Perkumpulan Elang menilai kondisi ini harusnya menjadi dorongan bagi berbagai pihak terutama pemerintah untuk serius melakukan penyelamatan terhadap hutan yang masih tersisa dan mengembalikan tutupan hutan yang telah dirambah oleh perusahaan maupun oknum masyarakat. “Kejadian yang menimpa Jumiati harusnya tidak terulang di kemudian hari jika pemerintah benar-benar serius menyikapi persoalan ini,” ujar Janes Sinaga, Direktur Eksekutif Perkumpulan Elang.

Salah satu skema penyelamatan hutan yang saat ini tengah digadang-gadang pemerintah adalah program Perhutanan Sosial. Program yang dirilis pada tahun 2016 ini diharapkan mampu meningkatkan peran serta masyarakat dalam menjaga hutan sekaligus meningkatkan kesejahteraan masyarakat yang berada di sekitar hutan tersebut. Namun realisasi perhutanan sosial khususnya di Provinsi Riau saat ini masih sangat jauh dari target yang dicanangkan.

Sebagai salah satu lembaga yang mendukung usaha penyelamatan hutan di Provinsi Riau, Perkumpulan Elang bersama jaringan tengah mendorong pencabutan izin HPH PT. Bhara Induk seluas 48.000 ha yang berada di kawasan Landscape Kerumutan. Hal ini dilakukan sebagai bagian dari langkah utk mempertahankan kawasan hutan rawa gambut kerumutan dan habitat Harimau Sumatera.

Disamping itu, Perkumpulan Elang juga tengah mengupayakan percepatan realisasi Perhutanan Sosial bersama masyarakat. Salah satu usulan yang telah dikirimkan ke pihak Kementerian Lingkungan Hidup dan Kehutanan adalah usulan Hutan Desa di Desa Simpang Gaung, Kabupaten Indragiri Hilir yang merupakan kawasan penyangga Landscape Kerumutan. “Pada tahun 2017 kita bersama masyarakat telah mengajukan permohonan izin Hak Pengelolaan Hutan Desa untuk masyarakat Desa Simpang Gaung, namun hingga kini pihak kementerian belum memberikan respon terhadap pengajuan yang kita lakukan,” kata Janes.

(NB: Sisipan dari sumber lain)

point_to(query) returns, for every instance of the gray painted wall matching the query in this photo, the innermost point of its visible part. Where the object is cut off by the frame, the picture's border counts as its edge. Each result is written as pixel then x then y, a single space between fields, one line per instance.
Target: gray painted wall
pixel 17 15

Mengingat landscape Kerumutan merupakan kawasan habitat Harimau Sumatera, maka usaha penyelamatannya harus dilakukan dengan cepat jika tidak ingin kejadian yang menimpa Jumiati terulang di kemudian hari. Salah satunya adalah dengan keseriusan pemerintah merespon permohonan izin pengelolaan hutan desa yang diajukan masyarakat.